The documentation also tells us that we can ask for just a subset of the columns when reading in a file (csv or xlsx) using the usecols argument. This takes either integers or Excel column letters.

In [23]:

# Take the first and third columns of sheet 'quarterly'

interest_rates = pd.read_excel('./Data/debt.xlsx', header=12,  sheet_name='quarterly', usecols=[0,2])  
interest_rates.head()

Out[23]:

	observation_date	DGS10
0	1947-01-01	NaN
1	1947-04-01	NaN
2	1947-07-01	NaN
3	1947-10-01	NaN
4	1948-01-01	NaN

Practice: Reading Excel ¶

Take a few minutes and try the following. Feel free to chat with those around if you get stuck.
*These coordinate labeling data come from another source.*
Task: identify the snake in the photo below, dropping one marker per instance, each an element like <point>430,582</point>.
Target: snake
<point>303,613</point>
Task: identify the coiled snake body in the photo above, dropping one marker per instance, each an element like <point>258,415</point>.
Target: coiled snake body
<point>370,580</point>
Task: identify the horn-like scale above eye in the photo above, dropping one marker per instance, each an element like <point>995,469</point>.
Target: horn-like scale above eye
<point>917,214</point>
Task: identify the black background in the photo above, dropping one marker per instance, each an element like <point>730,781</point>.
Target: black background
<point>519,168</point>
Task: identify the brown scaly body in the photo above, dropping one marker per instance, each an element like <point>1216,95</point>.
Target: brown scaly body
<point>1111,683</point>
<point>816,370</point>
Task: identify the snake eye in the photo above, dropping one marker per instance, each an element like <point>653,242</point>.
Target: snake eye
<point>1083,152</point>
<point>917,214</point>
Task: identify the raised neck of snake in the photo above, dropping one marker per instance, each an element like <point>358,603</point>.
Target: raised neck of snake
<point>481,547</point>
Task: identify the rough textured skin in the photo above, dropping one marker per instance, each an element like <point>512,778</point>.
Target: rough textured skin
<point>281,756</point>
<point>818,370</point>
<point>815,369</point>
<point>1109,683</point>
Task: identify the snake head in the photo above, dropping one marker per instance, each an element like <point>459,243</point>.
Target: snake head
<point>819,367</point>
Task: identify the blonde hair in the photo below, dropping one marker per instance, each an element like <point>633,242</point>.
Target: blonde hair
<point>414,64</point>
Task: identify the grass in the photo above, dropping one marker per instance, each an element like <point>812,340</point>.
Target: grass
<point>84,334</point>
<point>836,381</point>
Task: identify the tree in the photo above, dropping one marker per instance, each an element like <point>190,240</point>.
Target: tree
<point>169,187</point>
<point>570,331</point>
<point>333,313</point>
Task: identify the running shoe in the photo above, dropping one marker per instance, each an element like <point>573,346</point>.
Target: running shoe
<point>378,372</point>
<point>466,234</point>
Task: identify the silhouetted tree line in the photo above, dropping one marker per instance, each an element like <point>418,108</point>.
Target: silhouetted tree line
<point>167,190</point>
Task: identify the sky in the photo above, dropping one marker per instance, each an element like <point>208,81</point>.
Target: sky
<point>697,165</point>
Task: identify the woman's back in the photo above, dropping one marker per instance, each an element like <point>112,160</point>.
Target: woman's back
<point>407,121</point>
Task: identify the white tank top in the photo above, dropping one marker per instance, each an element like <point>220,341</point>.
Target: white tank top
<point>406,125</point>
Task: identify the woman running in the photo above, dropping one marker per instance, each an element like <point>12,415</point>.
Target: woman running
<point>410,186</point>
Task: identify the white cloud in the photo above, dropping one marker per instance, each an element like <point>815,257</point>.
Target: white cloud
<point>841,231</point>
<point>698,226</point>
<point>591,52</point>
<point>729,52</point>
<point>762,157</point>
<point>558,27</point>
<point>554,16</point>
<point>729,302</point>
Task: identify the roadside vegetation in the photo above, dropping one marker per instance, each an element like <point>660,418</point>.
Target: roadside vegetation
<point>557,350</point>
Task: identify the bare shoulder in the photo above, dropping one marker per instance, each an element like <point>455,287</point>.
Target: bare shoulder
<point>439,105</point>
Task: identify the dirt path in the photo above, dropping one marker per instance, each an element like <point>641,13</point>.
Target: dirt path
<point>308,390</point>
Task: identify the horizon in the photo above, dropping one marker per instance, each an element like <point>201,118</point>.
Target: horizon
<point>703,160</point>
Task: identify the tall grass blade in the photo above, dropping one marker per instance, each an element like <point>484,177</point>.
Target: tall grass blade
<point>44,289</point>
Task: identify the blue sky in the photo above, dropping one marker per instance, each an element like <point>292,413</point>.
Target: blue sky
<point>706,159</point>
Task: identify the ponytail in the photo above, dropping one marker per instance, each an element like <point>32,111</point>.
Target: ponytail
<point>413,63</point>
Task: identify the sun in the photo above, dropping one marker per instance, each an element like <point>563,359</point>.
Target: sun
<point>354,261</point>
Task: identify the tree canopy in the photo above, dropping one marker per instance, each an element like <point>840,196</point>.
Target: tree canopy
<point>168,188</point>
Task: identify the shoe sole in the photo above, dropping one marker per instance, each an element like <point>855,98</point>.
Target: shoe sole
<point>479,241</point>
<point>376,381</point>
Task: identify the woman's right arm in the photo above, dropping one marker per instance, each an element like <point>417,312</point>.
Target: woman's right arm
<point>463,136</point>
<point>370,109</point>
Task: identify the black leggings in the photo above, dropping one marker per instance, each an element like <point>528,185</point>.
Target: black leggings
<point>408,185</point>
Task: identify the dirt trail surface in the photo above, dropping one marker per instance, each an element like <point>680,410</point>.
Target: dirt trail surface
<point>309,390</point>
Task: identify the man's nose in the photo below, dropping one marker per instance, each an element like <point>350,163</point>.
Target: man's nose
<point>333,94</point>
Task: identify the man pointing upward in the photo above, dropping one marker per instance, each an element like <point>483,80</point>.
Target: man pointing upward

Read in the quarterly data from 'debt.xlsx' and keep only the columns with the date, gdp, and GFDEBTN. Name your new DataFrame fed_debt.

In [24]:

fed_debt = pd.read_excel('./Data/debt.xlsx', header=12,  sheet_name='quarterly', usecols=[0,1,3])
fed_debt.head()

Out[24]:

	observation_date	GFDEBTN	GDP
0	1947-01-01	NaN	243.164
1	1947-04-01	NaN	245.968
2	1947-07-01	NaN	249.585
3	1947-10-01	NaN	259.745
4	1948-01-01	NaN	265.742

Oops, I wanted to set the observation_date to the index. Go back and add that to your solution to 1.

In [25]:

fed_debt = pd.read_excel('./Data/debt.xlsx', header=12,  sheet_name='quarterly', usecols=[0,1,3], index_col=0)
fed_debt.head()

Out[25]:

	GFDEBTN	GDP
observation_date
1947-01-01	NaN	243.164
1947-04-01	NaN	245.968
1947-07-01	NaN	249.585
1947-10-01	NaN	259.745
1948-01-01	NaN	265.742

What is 'GFDEBTN'? It is the federal debt, in millions. Rename this variable to 'DEBT'

In [26]:

fed_debt.rename(columns={'GFDEBTN':'DEBT'}, inplace=True)
fed_debt.head()

Out[26]:

	DEBT	GDP
observation_date
1947-01-01	NaN	243.164
1947-04-01	NaN	245.968
1947-07-01	NaN	249.585
1947-10-01	NaN	259.745
1948-01-01	NaN	265.742

Create a variable name debt_ratio that is the debt to GDP ratio. Debt is in millions and gdp is in billions. Adjust accordingly. Print the last eight rows.

In [27]:

fed_debt['debt_ratio'] = (fed_debt['DEBT']/1000)/fed_debt['GDP']
fed_debt.sample(8)

Out[27]:

	DEBT	GDP	debt_ratio
observation_date
1970-01-01	372007.0	1051.200	0.353888
1995-04-01	4951372.0	7580.997	0.653129
1966-07-01	324748.0	819.638	0.396209
2001-10-01	5943439.0	10660.294	0.557530
2007-01-01	8849665.0	14208.569	0.622840
1966-10-01	329319.0	833.302	0.395198
1952-10-01	NaN	380.812	NaN
1981-01-01	964531.0	3124.206	0.308728

There are a lot of missing debt values. Did Pandas throw an error? No. Pandas knows (in some cases) how to work around missing data.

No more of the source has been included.